Brandywine eyes second of two top job prospects

Published 10:00 am Thursday, April 1, 2004

By By JAMES COLLINS / Niles Daily Star
NILES -- Brandywine superintendent candidate Kim Kramer stressed the importance of teamwork and collaboration within the Brandywine district at his final interview on Wednesday.
Before the 5:30 p.m. interview, Kramer got the chance to meet with members of the staff and community during an hour-long public reception at Brandywine Elementary School.
He was surprised by the number of staff that turned out for the reception and the amount of pride they displayed for the Brandywine school district.
Kramer is currently the assistant superintendent for Plainwell Schools, where he has been for the past 14 years.
The interview began with a short presentation by Kramer centering on his philosophy of leadership.
He said a good superintendent must be an educational leader, a political leader and a managerial leader.
Kramer spoke on the importance of developing a clear district vision and having collaboration from staff, students and the community.
When asked about how he plans to motivate as a superintendent, he said "the greatest motivation tool I have … is to roll up my sleeves and dig in."
Kramer explained how he helped the Plainwell district to clean up after a storm by putting on a pair of jeans and leading by example.
He said the three most important issues facing Brandywine today are budget concerns, stabilization across the district and continued facility improvements.
Kramer said the facility improvement bond is a great start, but thinks some additional improvements can be made through creative thinking. If he is selected to be Brandywine's superintendent, Kramer said he would stay five to 10 years with the possibility of staying longer if everything goes well.
Kramer went on to explain that he is a good match for Brandywine. "I think that I bring a wide range of experiences that can help the district," he said.

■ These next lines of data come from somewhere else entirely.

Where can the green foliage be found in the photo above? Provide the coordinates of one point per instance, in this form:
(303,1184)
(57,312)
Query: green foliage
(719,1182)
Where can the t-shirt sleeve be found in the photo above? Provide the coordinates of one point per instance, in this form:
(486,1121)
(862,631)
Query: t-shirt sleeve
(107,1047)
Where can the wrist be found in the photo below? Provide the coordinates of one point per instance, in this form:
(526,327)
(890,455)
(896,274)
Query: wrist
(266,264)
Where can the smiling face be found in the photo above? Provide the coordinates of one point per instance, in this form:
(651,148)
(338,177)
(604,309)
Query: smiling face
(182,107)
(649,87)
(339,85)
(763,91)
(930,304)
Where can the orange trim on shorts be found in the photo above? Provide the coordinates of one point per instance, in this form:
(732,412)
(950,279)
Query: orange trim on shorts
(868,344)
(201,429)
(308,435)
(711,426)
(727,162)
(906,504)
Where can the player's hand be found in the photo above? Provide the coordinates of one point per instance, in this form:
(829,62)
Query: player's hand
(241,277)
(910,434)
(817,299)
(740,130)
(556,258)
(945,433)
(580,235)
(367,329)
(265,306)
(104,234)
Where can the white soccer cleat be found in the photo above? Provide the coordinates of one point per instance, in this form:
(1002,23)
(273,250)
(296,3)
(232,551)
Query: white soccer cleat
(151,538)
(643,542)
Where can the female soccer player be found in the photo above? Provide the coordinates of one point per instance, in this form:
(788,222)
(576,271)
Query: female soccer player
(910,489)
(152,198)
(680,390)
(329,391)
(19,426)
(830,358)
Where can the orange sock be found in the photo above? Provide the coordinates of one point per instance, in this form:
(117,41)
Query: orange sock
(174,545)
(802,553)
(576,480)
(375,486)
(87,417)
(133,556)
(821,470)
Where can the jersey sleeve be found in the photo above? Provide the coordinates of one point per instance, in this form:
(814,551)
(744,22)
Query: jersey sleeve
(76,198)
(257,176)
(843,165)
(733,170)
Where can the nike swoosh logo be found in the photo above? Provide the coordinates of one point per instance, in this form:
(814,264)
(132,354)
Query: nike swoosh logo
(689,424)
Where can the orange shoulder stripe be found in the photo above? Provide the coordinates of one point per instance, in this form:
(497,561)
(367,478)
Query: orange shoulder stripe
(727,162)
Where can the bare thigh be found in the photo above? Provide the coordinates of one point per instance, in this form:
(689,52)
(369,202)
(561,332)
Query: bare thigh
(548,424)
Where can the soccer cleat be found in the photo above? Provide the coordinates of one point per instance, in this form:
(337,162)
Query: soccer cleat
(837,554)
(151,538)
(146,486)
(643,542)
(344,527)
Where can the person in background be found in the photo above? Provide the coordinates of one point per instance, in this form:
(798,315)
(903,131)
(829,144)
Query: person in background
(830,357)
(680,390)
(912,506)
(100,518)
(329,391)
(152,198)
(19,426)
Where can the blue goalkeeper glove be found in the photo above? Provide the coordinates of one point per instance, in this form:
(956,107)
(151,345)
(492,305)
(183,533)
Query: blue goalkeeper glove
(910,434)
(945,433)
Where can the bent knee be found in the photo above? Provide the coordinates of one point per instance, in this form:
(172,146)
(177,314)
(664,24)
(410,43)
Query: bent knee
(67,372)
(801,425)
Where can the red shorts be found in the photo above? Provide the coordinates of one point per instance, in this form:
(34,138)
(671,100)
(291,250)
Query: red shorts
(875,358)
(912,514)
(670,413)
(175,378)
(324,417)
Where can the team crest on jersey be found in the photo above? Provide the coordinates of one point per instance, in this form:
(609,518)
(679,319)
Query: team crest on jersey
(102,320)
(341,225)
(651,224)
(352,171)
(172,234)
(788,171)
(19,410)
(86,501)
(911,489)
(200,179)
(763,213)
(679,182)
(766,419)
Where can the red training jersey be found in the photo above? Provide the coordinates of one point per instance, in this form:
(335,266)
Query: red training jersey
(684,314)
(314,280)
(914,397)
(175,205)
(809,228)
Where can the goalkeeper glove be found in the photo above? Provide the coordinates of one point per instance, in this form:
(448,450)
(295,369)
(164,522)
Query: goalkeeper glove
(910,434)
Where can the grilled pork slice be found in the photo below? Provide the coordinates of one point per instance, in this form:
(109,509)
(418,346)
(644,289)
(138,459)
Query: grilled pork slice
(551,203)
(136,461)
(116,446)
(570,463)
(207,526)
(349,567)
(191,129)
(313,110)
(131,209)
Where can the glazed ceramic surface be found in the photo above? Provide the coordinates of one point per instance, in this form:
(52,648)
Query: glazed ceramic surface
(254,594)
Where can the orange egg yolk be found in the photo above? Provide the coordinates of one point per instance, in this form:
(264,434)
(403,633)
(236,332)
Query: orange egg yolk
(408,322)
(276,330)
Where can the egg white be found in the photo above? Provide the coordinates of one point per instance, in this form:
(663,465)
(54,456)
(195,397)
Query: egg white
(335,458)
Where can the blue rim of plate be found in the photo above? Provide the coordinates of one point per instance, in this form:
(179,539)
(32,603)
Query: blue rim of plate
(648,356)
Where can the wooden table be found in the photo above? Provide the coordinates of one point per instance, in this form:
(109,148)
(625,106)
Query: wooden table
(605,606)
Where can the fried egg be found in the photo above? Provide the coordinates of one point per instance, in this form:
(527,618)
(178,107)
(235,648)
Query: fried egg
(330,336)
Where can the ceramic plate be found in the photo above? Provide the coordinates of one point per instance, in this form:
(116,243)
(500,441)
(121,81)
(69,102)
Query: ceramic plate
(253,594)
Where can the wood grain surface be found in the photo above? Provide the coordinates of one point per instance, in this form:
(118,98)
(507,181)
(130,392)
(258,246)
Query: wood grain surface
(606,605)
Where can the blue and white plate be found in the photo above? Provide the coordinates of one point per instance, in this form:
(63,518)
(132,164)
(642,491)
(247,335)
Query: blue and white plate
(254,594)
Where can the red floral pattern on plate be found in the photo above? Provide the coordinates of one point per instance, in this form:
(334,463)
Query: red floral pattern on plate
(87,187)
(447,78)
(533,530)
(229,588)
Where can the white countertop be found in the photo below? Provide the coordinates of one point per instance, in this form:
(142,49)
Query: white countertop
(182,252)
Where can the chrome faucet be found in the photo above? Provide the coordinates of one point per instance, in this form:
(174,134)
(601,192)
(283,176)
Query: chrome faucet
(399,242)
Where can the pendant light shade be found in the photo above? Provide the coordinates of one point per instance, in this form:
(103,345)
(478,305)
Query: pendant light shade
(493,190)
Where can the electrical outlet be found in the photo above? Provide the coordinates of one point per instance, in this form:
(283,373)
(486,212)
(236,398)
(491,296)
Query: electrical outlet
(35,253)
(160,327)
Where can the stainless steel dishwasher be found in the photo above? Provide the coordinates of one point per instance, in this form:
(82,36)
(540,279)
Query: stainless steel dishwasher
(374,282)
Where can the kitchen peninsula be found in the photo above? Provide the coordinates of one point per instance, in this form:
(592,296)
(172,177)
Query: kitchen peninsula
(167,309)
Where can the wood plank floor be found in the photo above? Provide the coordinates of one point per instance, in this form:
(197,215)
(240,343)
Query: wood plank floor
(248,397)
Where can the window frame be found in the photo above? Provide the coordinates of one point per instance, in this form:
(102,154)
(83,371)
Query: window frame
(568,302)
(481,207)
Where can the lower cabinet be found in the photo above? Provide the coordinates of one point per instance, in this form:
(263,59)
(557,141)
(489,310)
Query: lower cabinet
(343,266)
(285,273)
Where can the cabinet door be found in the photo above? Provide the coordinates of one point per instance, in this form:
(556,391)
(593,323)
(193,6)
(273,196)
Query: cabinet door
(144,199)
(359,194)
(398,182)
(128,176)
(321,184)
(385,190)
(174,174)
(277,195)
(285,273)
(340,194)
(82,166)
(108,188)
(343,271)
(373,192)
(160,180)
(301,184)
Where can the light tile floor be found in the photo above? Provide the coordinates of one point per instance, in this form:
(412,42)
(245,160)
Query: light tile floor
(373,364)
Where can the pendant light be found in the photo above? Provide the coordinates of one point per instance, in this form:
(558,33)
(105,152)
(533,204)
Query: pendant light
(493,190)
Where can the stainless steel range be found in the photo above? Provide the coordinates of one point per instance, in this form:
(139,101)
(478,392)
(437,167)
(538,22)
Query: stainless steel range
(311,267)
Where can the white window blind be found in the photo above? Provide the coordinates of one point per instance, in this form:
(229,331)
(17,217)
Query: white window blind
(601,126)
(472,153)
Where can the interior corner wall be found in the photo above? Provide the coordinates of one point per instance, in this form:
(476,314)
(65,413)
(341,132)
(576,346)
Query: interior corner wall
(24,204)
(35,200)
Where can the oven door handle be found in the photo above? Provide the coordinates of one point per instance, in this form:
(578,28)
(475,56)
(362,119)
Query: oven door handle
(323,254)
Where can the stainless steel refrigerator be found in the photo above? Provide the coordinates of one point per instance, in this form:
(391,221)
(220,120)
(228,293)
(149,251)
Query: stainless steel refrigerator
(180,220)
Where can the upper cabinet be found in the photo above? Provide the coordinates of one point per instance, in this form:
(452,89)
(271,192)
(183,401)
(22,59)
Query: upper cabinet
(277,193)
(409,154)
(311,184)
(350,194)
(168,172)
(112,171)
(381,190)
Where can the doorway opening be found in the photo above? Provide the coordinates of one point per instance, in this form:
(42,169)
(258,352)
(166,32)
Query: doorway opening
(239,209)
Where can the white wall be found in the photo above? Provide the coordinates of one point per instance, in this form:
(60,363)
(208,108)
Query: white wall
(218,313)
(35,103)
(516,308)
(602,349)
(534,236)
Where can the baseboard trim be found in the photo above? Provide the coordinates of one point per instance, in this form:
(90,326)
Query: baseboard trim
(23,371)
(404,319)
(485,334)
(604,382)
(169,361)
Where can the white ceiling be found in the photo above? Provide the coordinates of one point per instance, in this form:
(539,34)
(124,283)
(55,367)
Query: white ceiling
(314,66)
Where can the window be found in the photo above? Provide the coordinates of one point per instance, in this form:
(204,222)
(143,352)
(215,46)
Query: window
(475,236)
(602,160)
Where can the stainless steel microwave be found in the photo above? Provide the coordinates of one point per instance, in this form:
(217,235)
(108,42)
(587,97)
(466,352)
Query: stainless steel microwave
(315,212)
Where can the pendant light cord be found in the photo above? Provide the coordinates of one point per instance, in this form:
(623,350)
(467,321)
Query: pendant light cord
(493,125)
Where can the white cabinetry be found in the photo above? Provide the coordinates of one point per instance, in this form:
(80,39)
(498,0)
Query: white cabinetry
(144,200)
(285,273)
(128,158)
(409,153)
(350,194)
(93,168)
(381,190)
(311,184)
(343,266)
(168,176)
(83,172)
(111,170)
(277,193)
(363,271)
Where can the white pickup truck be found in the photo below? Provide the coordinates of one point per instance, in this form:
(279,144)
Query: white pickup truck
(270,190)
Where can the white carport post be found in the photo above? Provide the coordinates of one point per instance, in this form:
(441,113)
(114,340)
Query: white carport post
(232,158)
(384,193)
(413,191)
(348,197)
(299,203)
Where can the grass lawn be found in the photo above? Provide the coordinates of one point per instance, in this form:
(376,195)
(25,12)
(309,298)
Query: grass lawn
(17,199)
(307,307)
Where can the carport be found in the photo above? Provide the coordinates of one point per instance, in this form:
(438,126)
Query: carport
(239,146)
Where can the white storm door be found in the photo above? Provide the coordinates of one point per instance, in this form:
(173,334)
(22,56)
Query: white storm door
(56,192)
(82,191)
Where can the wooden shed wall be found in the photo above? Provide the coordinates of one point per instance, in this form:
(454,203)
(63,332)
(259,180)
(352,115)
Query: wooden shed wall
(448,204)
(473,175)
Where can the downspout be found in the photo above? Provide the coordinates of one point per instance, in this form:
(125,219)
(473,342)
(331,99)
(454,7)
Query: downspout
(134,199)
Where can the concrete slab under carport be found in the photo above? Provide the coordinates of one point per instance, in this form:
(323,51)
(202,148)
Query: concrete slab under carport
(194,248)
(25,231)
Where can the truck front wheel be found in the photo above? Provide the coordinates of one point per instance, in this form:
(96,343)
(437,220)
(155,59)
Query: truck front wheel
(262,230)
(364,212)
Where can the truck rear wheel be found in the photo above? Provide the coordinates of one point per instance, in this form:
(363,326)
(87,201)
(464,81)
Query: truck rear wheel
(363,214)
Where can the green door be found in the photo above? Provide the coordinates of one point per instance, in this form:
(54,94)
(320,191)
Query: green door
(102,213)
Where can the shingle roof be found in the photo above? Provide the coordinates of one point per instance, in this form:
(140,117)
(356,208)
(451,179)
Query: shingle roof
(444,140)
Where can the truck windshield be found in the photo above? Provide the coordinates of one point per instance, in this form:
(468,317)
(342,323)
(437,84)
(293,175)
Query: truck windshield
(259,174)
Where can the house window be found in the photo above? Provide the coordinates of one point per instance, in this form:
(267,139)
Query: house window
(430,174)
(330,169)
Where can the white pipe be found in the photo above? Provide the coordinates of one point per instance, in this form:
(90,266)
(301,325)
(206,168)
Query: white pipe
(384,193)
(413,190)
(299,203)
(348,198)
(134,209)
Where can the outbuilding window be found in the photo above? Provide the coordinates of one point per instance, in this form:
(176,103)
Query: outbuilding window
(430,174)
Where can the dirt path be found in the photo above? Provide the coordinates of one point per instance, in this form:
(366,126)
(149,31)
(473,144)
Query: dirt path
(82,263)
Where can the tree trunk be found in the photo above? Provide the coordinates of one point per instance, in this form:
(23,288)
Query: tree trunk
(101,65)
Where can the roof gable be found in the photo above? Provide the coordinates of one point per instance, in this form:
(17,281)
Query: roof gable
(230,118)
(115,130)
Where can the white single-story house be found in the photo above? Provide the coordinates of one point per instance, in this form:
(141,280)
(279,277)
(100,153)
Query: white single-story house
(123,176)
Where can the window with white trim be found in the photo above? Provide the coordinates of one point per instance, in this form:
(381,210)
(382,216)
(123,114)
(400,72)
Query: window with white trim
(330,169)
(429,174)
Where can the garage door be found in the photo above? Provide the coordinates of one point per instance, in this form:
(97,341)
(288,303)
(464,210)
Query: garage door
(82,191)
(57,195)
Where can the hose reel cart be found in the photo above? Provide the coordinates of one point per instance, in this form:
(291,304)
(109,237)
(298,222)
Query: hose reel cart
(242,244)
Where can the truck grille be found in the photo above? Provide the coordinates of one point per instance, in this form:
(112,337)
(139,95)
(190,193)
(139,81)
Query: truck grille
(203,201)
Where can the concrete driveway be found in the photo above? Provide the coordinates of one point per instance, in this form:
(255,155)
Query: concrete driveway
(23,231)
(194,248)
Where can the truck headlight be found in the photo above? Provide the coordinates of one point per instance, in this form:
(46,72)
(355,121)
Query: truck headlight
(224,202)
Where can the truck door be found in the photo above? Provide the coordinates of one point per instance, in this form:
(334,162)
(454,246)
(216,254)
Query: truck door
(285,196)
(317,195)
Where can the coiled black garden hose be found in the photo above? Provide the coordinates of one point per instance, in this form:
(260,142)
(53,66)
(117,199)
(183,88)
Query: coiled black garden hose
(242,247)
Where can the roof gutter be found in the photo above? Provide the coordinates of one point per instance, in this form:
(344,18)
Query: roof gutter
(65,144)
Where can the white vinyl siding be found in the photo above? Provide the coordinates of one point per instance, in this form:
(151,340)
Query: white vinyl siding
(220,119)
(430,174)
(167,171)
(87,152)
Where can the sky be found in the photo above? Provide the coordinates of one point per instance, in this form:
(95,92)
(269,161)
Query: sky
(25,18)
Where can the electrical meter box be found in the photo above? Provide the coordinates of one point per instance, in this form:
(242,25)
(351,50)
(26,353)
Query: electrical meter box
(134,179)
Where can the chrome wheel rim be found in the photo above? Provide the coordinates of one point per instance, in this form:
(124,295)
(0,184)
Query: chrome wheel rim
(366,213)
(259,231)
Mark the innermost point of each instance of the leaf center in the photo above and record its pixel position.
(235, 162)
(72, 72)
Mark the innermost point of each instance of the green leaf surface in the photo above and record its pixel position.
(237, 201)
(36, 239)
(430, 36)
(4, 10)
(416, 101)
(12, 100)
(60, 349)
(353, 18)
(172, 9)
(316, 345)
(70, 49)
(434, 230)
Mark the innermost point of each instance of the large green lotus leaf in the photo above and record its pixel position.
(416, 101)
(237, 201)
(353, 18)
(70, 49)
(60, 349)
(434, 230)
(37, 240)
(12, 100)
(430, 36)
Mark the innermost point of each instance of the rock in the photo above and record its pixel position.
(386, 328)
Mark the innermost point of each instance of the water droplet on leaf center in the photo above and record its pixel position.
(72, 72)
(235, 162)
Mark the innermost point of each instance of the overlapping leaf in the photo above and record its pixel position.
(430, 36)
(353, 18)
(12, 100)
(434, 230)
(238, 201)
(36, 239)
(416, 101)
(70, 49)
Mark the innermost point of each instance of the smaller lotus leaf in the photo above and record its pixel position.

When considering budget cuts, Kramer said he will strive to keep academic success at a high level by keeping all academic programs as a high priority. He said raising student achievement is his "champion cause."
He also said he will work closely with the staff to gain input in the areas where they feel budget cuts could be made.
In his first interview, Kramer told the board his position in Plainwell was going to be eliminated because of the budget crunch. On Wednesday, he was asked to further explain his status in Plainwell. Kramer said each department was asked where they could cut back to save money, as director of operations for the district he found that his department was spending too much in administrative costs. Doubling as an assistant superintendent, Kramer was being paid twice as much as an average director of operations and reported this fact to the board. The board chose not to eliminate his position last year, but do to a continued budget shortfall they decided to eliminate his position as director of operations after this year.
Kramer made it clear that the district wanted to keep him around and that this was strictly a budget issue.
In closing, he mapped out some of the goals that he had in store for the Brandywine school district.
Among those goals were using collaboration and teamwork, raising student achievement, developing collegial and shared leadership and promoting "Bobcat" pride.
The board plans to visit the two final candidates' school districts on April 13 with an alternate date set on April 21. The other finalist is Eaton Rapids superintendent David Gray.